Chinese Students Strive for Biomass Breakthrough
In an era of limited resources, environmental concerns and extreme poverty in many parts of the world, renewable energy development has become a necessity not just in the USA but around the world. Eastern Illinois University continues to be a leader in sustainability research and specifically work with biomass as energy. Wei Wang and Chengdong Hu, Chinese international students at EIU, are both in engaged with biomass research that could change the way energy is produced both here and in China.
Wei, a graduate student in Technology, is currently working with Dr. Peter Ping Liu and Dr. Jerry Cloward to compare the energy conversion efficiency from burning different biomass. According to Wei, higher conversion efficiency fuels could be identified through comparison, thus providing more alternatives for renewable energy resources and gradually replacing the burning of fossil fuels. “China is the biggest consumer of fossil fuels in the world. If we can turn crop waste (one sort of biomass) into something valuable, the potential for energy production is unlimited.”
Chengdong, a senior Applied Engineering and Technology student, is working on similar research with Dr. Cloward which tests the heat value of material to create efficient energy pellets.
“I never expected to have the opportunity to do this kind of research as an undergraduate student. Professors are very willing to work with us and I even get to work with brand new equipment.”
Both Chengdong and Wei came to EIU through a relationship EIU has developed with Zhijiang College, in Hangzhou, China. Chengdong is in his last year of a 2+2 agreement through which students study two years at Zhijiang and two years at EIU.
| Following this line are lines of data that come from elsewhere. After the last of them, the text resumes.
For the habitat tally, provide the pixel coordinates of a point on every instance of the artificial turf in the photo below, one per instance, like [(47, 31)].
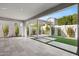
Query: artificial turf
[(72, 42)]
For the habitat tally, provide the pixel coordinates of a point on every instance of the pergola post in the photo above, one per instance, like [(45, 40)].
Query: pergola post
[(78, 32)]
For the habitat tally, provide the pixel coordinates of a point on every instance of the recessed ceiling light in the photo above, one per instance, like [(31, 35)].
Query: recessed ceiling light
[(3, 8)]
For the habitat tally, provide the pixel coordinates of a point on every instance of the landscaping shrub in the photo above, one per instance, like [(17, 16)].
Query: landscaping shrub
[(59, 32), (16, 29), (70, 32), (5, 29)]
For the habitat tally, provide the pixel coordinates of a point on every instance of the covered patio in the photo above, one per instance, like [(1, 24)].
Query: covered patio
[(24, 30)]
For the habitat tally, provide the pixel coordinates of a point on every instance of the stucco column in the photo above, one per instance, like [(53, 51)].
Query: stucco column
[(78, 32), (24, 29)]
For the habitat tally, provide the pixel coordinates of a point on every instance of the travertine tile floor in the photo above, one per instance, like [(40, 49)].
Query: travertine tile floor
[(21, 46)]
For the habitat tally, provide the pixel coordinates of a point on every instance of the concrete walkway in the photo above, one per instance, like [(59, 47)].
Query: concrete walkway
[(28, 47)]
Chengdong plans to continue his education at EIU by applying to graduate school and continuing the research.“Professors give more attention and opportunities to students at EIU than in China or at larger schools in the US." Wei plans on gaining work experience in the US post-graduation before ultimately returning to China.
“My hope is that this type of technology will continue to be developed through China’s sustainability policy. With so much smoke and pollution, more innovative techniques are necessary.”